Astoria eyes new code for homeless shelters

Astoria may update its code to regulate emergency homeless shelters.

Dozens of people had something to say last summer about whether the Astoria Warming Center should continue to provide emergency shelter on cold nights to homeless people, but the city’s development code was silent. 

The Astoria Planning Commission hopes to change that.

At a work session Tuesday night, commissioners discussed a possible code amendment that would create a conditional-use designation for emergency homeless shelters that house more than 10 people. The designation would be permanent unless the use at the location changes. 

The warming center, which serves an average of 25 people on the nights it is open, operates on a temporary use permit that must be applied for each year. Approval is not guaranteed and it is difficult to plan for the future at one location or pursue outside funding, board members have said.

“The goal of this was to update our development code to provide some guidance on emergency warming shelters in our city,” said Planning Commissioner Daryl Moore, who had drafted a possible code amendment, hoping to provide a basis for discussion. 

The goal is not to make it harder to open shelters or pile on regulations, he added. “This would actually reduce the amount of regulation,” he said.

Moore’s draft combined language other cities have used as well as some procedures and approaches the warming center has adopted.

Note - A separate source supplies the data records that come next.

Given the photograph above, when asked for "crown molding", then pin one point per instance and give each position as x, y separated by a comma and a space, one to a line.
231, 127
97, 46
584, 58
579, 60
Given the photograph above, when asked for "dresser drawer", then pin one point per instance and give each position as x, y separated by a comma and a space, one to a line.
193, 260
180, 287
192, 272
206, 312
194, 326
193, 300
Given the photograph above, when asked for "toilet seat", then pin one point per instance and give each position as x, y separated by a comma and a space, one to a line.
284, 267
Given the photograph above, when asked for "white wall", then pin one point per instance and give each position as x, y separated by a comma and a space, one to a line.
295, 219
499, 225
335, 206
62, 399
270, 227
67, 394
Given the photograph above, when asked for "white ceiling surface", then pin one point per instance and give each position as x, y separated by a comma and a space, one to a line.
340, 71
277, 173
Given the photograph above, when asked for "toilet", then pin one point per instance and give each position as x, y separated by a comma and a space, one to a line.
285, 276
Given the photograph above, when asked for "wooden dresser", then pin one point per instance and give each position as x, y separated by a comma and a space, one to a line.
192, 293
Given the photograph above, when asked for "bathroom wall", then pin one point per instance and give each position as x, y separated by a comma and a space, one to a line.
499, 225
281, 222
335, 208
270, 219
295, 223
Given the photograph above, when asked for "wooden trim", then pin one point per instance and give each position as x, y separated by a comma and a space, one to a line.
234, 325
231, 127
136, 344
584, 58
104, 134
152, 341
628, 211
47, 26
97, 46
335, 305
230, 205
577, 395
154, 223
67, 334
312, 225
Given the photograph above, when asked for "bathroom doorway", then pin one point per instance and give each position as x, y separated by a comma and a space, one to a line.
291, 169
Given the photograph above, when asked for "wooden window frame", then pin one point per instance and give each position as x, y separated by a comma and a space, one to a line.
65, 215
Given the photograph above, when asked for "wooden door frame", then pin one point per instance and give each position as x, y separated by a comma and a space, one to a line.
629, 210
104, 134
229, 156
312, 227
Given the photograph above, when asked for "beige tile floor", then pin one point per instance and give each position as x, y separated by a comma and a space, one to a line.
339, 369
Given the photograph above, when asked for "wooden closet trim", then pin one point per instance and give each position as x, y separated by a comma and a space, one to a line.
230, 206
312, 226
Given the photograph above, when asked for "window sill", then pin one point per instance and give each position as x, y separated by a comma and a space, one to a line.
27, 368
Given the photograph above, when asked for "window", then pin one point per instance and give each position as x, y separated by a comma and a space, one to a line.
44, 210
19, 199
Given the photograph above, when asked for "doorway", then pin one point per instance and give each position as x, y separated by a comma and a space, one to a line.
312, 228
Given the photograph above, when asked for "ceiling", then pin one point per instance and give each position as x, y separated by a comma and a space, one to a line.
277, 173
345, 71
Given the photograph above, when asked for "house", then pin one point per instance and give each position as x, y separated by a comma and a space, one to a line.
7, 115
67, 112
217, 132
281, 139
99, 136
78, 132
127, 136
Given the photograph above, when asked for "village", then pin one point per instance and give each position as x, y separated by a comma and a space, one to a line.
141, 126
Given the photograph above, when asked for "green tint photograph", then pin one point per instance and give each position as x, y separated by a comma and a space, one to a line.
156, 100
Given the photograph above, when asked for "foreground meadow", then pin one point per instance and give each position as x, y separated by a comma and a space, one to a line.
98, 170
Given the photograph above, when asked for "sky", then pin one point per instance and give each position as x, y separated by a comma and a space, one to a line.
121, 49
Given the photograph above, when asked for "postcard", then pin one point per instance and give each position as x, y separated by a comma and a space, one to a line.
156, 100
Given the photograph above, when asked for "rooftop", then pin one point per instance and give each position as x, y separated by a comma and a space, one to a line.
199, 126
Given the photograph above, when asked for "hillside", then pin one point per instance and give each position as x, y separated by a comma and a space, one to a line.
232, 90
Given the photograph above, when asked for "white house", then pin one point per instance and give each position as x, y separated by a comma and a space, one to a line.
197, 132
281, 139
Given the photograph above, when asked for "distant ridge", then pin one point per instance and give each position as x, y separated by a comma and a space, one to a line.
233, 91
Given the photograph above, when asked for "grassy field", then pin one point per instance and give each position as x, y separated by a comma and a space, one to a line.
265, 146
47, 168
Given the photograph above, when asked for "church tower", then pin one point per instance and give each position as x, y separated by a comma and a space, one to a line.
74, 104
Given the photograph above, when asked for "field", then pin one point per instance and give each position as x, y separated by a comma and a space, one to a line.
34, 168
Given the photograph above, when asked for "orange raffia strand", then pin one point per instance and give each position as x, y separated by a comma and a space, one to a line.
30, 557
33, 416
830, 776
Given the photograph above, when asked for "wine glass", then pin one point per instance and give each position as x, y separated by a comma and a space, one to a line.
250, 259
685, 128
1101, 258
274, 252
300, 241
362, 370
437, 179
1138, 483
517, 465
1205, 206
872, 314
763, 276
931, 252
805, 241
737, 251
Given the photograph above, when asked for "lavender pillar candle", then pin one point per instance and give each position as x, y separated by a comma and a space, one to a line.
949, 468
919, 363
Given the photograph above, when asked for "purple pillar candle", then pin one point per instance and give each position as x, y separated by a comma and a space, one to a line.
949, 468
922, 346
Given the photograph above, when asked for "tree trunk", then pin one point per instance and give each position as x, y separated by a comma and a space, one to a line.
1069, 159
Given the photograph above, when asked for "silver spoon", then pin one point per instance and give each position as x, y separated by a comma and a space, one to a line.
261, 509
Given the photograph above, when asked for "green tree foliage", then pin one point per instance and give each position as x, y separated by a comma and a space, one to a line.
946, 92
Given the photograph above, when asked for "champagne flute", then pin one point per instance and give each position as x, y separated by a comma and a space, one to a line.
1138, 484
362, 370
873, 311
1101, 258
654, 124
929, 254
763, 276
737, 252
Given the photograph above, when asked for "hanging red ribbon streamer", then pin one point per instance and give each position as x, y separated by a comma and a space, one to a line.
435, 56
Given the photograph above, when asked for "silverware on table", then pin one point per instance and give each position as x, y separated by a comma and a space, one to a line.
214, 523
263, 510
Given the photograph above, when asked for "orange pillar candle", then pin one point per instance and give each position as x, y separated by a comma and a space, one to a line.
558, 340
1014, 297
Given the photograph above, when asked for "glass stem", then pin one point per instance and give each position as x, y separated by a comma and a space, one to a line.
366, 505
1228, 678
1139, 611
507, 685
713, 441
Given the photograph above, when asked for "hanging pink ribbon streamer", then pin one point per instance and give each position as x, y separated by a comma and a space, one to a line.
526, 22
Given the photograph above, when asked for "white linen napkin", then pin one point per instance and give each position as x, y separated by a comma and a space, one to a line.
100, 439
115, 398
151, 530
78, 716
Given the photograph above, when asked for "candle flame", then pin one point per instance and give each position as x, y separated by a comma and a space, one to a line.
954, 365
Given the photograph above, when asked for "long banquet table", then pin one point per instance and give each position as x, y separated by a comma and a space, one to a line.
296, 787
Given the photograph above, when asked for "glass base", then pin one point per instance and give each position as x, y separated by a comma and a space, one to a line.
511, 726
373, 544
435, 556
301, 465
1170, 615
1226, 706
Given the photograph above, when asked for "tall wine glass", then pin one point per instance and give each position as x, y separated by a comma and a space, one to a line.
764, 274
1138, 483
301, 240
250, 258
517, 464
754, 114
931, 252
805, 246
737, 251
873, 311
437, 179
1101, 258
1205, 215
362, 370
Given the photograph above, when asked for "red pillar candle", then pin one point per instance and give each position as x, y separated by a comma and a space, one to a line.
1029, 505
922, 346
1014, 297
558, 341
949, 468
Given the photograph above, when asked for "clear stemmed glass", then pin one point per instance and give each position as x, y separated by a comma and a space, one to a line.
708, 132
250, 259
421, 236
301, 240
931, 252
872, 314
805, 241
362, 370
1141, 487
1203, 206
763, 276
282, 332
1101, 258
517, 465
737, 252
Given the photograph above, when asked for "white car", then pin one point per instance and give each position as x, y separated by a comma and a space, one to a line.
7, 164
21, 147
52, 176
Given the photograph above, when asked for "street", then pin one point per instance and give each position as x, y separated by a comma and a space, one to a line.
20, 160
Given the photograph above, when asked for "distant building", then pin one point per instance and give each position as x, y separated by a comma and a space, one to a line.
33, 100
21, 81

His draft did not allow shelters in high-density residential zones, where many churches are located and where the warming center is located now, in the basement of the First United Methodist Church on Franklin Avenue.

Moore said he wanted to incorporate concerns that came up during discussions last summer from people who said a neighborhood was the wrong place for the shelter. But Commissioners Jennifer Cameron-Lattek and Brookley Henri, in particular, urged Moore and city staff to consider including high-density residential zones in the draft code amendment.

Cameron-Lattek said the concerns Moore referenced come from “a particular R-3,” the city’s designation for the zones. Organizations most likely to provide space to a shelter — churches — are located in high-density residential zones, she said. Including the R-3 zone in the list as commissioners continue to look at amending the code could generate more of a communitywide discussion about where warming centers could and should be located, she added.

Dan Parkison, president of the Astoria Warming Center board, was not present at the Tuesday night meeting, but told The Daily Astorian that under the temporary use permit, “not only is our location not guaranteed, our very existence is not guaranteed.”

Moore’s proposal “would not allow (the Astoria Warming Center) to continue in its present location and would preclude any warming center to be located in any church in Astoria,” he said. “Since only churches have an interest in donating the use of their basements or unused space … his amendment would just about eliminate any chance of a warming center in Astoria.”

Renting a commercial building is expensive and a difficult proposition for an organization that is only open to serve clients for 90 days in a four-month period, board members said.

The commissioners agreed to remove a requirement to report all guns to the police and changed language about “crime watch” to “neighborhood watch.” 

City staff plan to look over the document Moore created and return to the commission in April with a draft that incorporates Tuesday night’s discussion.

Though the draft code was intended to address emergency homeless shelters generally, the discussion often referenced the Astoria Warming Center operation specifically.

“Remember this isn’t for a specific location or specific organization,” Commissioner Kent Easom reminded the commission, a statement Sean Fitzpatrick, the commission’s chairman, echoed at the end of the meeting.

Astoria Fire Chief Ted Ames gave his take on the proposed code language in a letter to city planners. He noted confusing or contradictory language that Moore corrected in a later version.

Ames also wrote that the fire department has been “very much involved” with the warming center since it began operations in 2014. While there were a number of problems before, this season has been very different, Ames said. 

The fire chief now receives an email every day informing him if the shelter will be open or not. He knows exactly how many days the warming center has been opened, and how many days of operation remain. The fire department has not had to respond to any incidents at the shelter so far this season.